Lo mismo hay que decir de la contraposición entre Escritura y tradición. Esta surge apenas se toca el problema de la revelación, como si los protestantes tuvieran solamente la Escritura y los católicos la Escritura y la tradición juntas. ¿Qué es lo que explica la existencia de tantas denominaciones diversas dentro del protestantismo, sino el modo diverso que tiene cada una de interpretar las Escrituras? ¿Y qué es la tradición en su contenido más verdadero sino justamente, la Escritura leída en la Iglesia y por la Iglesia?

Unidad en la caridad. No es suficiente encontrarse unidos en el frente de la evangelización y de la acción caritativa. Este es un camino que el movimiento ecuménico ha experimentado en sus inicios, pero que se ha revelado insuficiente. Si la unidad de los discípulos tiene que ser un reflejo de la unidad entre el Padre y el Hijo, esta tiene que ser en primer lugar una unidad de amor, porque tal es la unidad que reina en la Trinidad.

La cosa extraordinaria sobre este camino hacia la unidad basada en el amor es que esta se encuentra ya enteramente abierta delante de nosotros. No podemos “quemar las etapas” sobre la doctrina, porque las diferencias son reales y se resuelven con paciencia en los lugares correspondientes. Podemos, en cambio, “quemar las etapas” sobre la caridad, y estar plenamente unidos desde ahora. El signo verdadero y seguro de la venida del Espíritu Santo no es, escribe San Agustín, el hablar en lenguas, sino el amor por la unidad: “Sepan que tendrán el Espíritu Santo cuando consientan que vuestro corazón adhiera a la unidad a través de la sincera caridad” (Sermón, 269).

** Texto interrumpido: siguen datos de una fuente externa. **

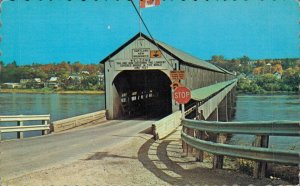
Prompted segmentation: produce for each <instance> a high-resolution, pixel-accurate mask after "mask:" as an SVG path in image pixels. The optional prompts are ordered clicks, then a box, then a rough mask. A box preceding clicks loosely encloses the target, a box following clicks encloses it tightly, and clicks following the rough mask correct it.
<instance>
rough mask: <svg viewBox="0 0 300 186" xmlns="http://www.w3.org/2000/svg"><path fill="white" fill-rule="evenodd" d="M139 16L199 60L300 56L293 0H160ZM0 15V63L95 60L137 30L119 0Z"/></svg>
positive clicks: (63, 1) (184, 50)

“Amarse” se ha dicho, “no significa mirarse el uno al otro, sino en mirar en la misma dirección” (El Principito, Antoine de Saint-Exupéry). También entre los cristianos, amarse significa mirar juntos en la misma dirección que es Cristo. “Cristo es nuestra paz. Él… destruyó el muro que los separaba y anuló en su propio cuerpo la enemistad que existía” (Efesios 2, 14).

Si nos convertimos a Cristo y vamos juntos hacia Él, nosotros los cristianos nos acercaremos también entre nosotros, hasta volvernos, como él ha querido una sola cosa con él y con el Padre” (cfr. Juan 17, 22). Sucede como con los radios de una rueda. Parten desde puntos distantes de una circunferencia, pero a medida que se acercan al centro se acercan también entre ellos, hasta formar un solo punto. Sucede como aquel día en Estocolmo. ¡Que siempre podamos progresar en este camino de la unidad con la gracia del Espíritu de Cristo!

El Cardenal Cantalamessa es el Predicador de la Casa Pontificia. Este artículo fue adaptado de su sermón de Cuaresma del 18 de marzo de 2016.